Con estos elementos es posible comprender mejor la doble naturaleza que tiene el trabajo temporal, según se genere en una economía poco intervenida y que mantiene un sano equilibrio entre ahorro e inversión o en otra fuertemente regulada y con un mercado laborar excesivamente rígido, que soporta altos costes tanto de salida como de entrada. Estos diferentes modelos se completan, como así lo atestiguan los datos empíricos, con tasas de paro cercanas al pleno empleo, en el primer caso, y con alto desempleo, en el segundo. Pues bien, en el primer modelo –en el anglosajón, para ser más precisos– el margen en que pueden moverse los salarios tiende a ampliarse y a desplazarse hacia arriba, gracias a que los menores costes innecesarios del factor trabajo incentivan la inversión e incrementan los beneficios empresariales. Los trabajadores podrán entonces promocionar rápidamente en su empresa, lo que afianza la estabilidad en el empleo, mientras que las personas que se incorporan al mercado de trabajo buscan durante una primera época empleos que les permitan mejorar sus condiciones retributivas y laborales. En cualquier caso, sustituirán empleos menos productivos por otros más productivos, y la temporalidad será un reflejo de la movilidad laboral que los propios trabajadores practican.

En el segundo modelo, extendido sobre todo en la Europa mediterránea, los altos costes laborales no salariales frenan la inversión y en consecuencia la productividad y los beneficios empresariales, con lo que los salarios crecen menos. Además, como estos costes se concentran en el empleo estable, las empresas contratan trabajadores temporales para evitarlos, con lo que la inversión en capital humano, es decir, en formación, resulta menos rentable, lo que a su vez implica un nuevo estancamiento de la productividad y el que se genere un círculo vicioso difícil de romper sin afrontar reformas estructurales. Otra diferencia entre un tipo y otro de trabajo temporal, además de que el primero es libremente buscado por los trabajadores y el segundo impuesto por los empresarios –o mejor dicho, por las interferencias gubernamentales y sindicales–, es que la retribución en mercados pocos regulados tiende a ser mayor por hora trabajada porque su productividad marginal es también más elevada. Esto resulta evidente en el ejemplo del camarero norteamericano que es contratado sólo en el caso de que haya clientes a quienes atender. Su retribución no será, evidentemente, elevada, pero sí mayor que la de otros trabajadores de su misma categoría, ya que el empresario podrá dedicar a su sueldo un mayor porcentaje del coste laboral unitario que representa este empleado.

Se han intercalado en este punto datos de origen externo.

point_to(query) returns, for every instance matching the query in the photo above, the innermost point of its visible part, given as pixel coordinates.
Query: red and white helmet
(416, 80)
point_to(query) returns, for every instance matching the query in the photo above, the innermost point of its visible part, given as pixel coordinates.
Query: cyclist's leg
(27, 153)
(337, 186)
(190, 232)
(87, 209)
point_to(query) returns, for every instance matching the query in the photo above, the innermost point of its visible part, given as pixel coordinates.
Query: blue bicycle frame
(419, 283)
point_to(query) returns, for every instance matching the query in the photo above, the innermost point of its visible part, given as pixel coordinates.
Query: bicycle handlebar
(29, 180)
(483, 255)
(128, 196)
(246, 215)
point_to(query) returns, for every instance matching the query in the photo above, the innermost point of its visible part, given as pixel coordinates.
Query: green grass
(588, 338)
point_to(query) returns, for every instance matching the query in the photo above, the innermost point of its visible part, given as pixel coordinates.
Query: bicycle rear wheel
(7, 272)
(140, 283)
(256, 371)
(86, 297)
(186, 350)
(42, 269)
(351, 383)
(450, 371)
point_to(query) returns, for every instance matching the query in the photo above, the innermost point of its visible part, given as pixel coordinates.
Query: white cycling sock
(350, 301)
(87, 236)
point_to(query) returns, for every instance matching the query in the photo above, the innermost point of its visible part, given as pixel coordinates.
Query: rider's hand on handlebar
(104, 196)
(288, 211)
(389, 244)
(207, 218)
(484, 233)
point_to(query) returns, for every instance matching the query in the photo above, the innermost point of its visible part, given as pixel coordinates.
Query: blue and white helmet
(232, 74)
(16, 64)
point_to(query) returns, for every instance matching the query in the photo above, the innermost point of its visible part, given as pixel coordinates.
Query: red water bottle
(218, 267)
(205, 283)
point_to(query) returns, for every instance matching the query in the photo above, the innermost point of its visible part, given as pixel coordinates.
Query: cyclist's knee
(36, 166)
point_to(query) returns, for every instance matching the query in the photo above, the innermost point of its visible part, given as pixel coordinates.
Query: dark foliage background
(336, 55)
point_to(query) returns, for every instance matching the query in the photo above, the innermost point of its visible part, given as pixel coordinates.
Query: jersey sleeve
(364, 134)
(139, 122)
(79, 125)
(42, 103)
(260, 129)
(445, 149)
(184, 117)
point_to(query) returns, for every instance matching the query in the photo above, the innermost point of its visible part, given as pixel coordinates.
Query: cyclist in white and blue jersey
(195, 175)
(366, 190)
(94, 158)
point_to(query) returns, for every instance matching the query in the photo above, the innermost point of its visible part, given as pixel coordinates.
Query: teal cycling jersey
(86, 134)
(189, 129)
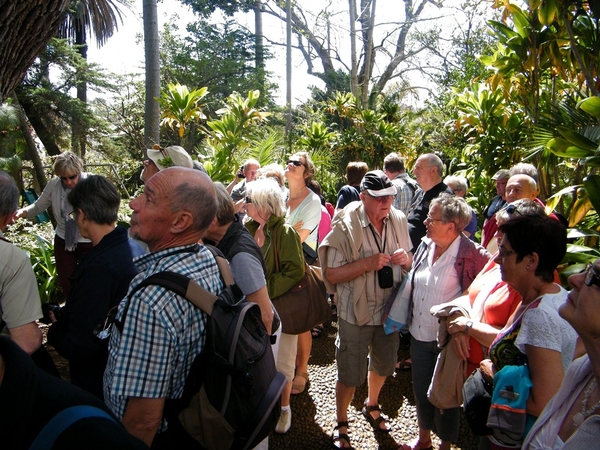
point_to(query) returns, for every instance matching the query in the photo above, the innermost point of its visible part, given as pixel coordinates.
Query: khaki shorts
(355, 343)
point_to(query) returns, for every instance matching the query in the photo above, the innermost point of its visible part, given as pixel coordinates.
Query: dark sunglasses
(591, 277)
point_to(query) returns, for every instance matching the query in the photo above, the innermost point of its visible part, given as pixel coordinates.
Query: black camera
(385, 276)
(46, 308)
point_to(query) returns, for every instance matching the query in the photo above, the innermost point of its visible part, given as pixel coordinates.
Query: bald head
(520, 187)
(176, 208)
(428, 171)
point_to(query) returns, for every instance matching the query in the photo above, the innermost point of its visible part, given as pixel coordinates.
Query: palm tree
(99, 18)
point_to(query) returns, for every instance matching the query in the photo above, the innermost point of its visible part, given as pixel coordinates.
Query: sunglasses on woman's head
(511, 209)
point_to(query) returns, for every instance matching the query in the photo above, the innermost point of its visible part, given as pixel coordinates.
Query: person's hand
(377, 261)
(239, 206)
(457, 325)
(461, 344)
(487, 370)
(400, 257)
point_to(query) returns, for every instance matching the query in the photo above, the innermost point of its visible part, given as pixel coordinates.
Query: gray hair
(435, 161)
(67, 162)
(454, 209)
(458, 181)
(195, 194)
(523, 207)
(98, 198)
(9, 194)
(266, 195)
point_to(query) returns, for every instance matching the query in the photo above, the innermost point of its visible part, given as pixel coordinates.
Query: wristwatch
(468, 326)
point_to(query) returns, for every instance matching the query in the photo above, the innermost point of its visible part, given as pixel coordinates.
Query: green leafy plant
(44, 267)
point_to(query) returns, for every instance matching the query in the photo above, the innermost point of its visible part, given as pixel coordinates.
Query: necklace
(585, 412)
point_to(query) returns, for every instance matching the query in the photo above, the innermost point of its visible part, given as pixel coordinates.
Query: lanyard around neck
(375, 237)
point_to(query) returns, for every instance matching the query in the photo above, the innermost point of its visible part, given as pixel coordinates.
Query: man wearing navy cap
(362, 260)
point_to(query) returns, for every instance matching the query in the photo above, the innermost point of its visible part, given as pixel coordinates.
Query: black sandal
(375, 423)
(341, 436)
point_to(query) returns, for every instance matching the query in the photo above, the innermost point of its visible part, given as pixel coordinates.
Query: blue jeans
(445, 422)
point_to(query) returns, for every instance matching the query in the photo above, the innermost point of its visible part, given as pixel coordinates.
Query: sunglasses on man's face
(591, 277)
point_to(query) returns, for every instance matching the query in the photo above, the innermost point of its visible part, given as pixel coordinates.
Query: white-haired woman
(277, 239)
(69, 246)
(444, 266)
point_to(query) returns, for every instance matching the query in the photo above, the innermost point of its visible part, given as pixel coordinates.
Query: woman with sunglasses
(571, 420)
(529, 252)
(492, 300)
(304, 214)
(444, 265)
(284, 263)
(69, 246)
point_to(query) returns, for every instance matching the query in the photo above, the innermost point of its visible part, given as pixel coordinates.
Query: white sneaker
(284, 423)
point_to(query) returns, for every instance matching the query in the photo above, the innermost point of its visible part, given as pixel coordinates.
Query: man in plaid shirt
(162, 332)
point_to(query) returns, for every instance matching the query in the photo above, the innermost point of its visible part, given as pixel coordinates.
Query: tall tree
(99, 18)
(26, 26)
(152, 57)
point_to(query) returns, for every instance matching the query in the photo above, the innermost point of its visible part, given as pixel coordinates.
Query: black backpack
(232, 394)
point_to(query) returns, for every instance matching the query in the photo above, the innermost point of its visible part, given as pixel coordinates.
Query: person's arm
(546, 371)
(42, 203)
(28, 337)
(481, 332)
(261, 298)
(87, 306)
(351, 270)
(291, 262)
(142, 417)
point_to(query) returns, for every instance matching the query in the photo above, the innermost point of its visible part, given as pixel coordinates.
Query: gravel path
(313, 411)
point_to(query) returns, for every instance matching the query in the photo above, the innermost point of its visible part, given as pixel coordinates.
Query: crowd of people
(390, 238)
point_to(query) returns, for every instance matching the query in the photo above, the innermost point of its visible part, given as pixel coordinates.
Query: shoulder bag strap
(64, 419)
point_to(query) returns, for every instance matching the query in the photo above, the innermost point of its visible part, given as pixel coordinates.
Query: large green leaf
(578, 139)
(592, 187)
(564, 148)
(590, 105)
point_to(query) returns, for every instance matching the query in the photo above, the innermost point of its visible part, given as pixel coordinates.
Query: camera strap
(375, 238)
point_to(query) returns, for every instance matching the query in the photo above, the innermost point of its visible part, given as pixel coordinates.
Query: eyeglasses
(511, 209)
(503, 253)
(383, 198)
(431, 219)
(591, 277)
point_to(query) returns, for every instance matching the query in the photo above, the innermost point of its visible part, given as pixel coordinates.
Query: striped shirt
(371, 244)
(162, 333)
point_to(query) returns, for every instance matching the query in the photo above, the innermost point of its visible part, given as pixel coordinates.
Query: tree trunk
(152, 56)
(26, 26)
(78, 127)
(31, 152)
(353, 58)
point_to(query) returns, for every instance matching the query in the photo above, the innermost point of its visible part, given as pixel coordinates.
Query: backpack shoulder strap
(64, 419)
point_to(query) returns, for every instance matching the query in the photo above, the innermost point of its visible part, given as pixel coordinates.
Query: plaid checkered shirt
(162, 333)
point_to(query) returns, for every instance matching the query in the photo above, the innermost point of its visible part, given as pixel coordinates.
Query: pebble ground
(313, 411)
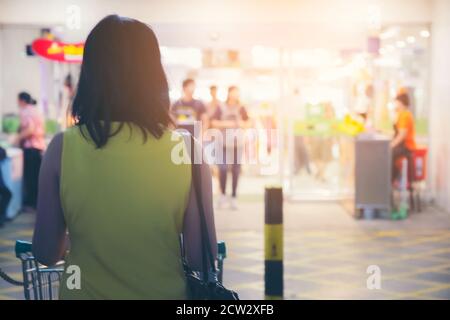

Nada de todo esto se ha tenido presente a la hora de diseñar la reforma laboral que el Gobierno socialista pretende que marque un punto de inflexión en la tasa de temporalidad de nuestro país. Sin contener ni una sola medida que flexibilice nuestro anquilosado mercado laboral, se centra en canalizar gasto público para estimular con subvenciones la contratación indefinida de determinados colectivos y la conversión de contratos temporales en fijos. Casi todas las ayudas tienen una vigencia de entre tres y cuatro años, mientras que la medida central de la reforma consiste en subvencionar, con 800 euros al año durante tres, cada conversión de contrato temporal en fijo, siempre que el cambio se realice antes de que acabe este año. Sólo una mentalidad socialista es capaz de plantear semejante disparate: los empresarios cogerán el dinero y saldrán corriendo, y cuando los estímulos pasajeros se agoten volverán a contratar de forma temporal a más de tres trabajadores por cada diez. Recemos para que no sean más.